On Gotland, Sweden, with a historical tradition of using beachcast in agriculture, a modern governance system for management has emerged from a national policy subsidising beachcast harvesting, which has partly come to connect the marine and agricultural domains, among other actors. In this case, beachcast harvesting is subsidised as a measure to curb eutrophication and reduce the detrimental effects of excessive beachcast, a phenomenon present in the Baltic Sea and many other coastal regions worldwide that are caused by an accelerating nutrient accumulation at sea and sediment stocks. So, by further applying beachcast as a fertiliser in agriculture and horticulture, a practical example of a regional land-marine nutrient loop could be created to make beachcast management more sustainable. However, multiple challenges need to be addressed. 

This thesis and case study of Gotland, Sweden, presents an illustrative example of contemporary beachcast governance and management that provides knowledge and insights to support policy development and more sustainable beachcast management practices. insights for policy that can support the development of more sustainable management practices.

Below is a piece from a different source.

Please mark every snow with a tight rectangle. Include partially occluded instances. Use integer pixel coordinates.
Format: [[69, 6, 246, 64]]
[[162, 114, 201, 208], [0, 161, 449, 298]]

This is done by using semi-structured interviews to understand the beachcast governance and management practices based on stakeholder perceptions (Paper I), performing a cost-benefit analysis of beach-cast harvest to assess the economics of closing land-marine nutrient loops in the Baltic Sea region (Paper II), conducting a cultivation experiment to predict future trends in soil cadmium concentration from applying beachcast as fertiliser (Paper III), and mapping regional variations in chemical composition of fresh and composted beachcast to consider future treatments (Paper IV). 

The results show that to overcome the challenges and achieve more sustainable practices, the following measures and considerations are essential: further supporting continued experimentation and monitoring of marine ecosystems to handle the harvest-hesitation caused by the uncertainties associated with marine ecosystem effects; sampling of composted material and careful agricultural use to remedy the waste-resource ambiguity associated with Cd contamination; and a continued subsidy and cross-sectoral collaborations to abide managerial and financial responsibility for beachcast activity.   

In this in-depth and transdisciplinary case study with a mixed-methods approach, the findings point to a theoretical and practical incongruity In seeking a waste-to-resource conversion of beachcast, which indicates that beachcast cannot compete with commercially viable products in today's intensive agricultural regime. Instead, agroecology, an alternative pathway according to FAO, appears to be a more promising context for beachcast to be acknowledged and receive the necessary investment to resolve its ambiguous resource status.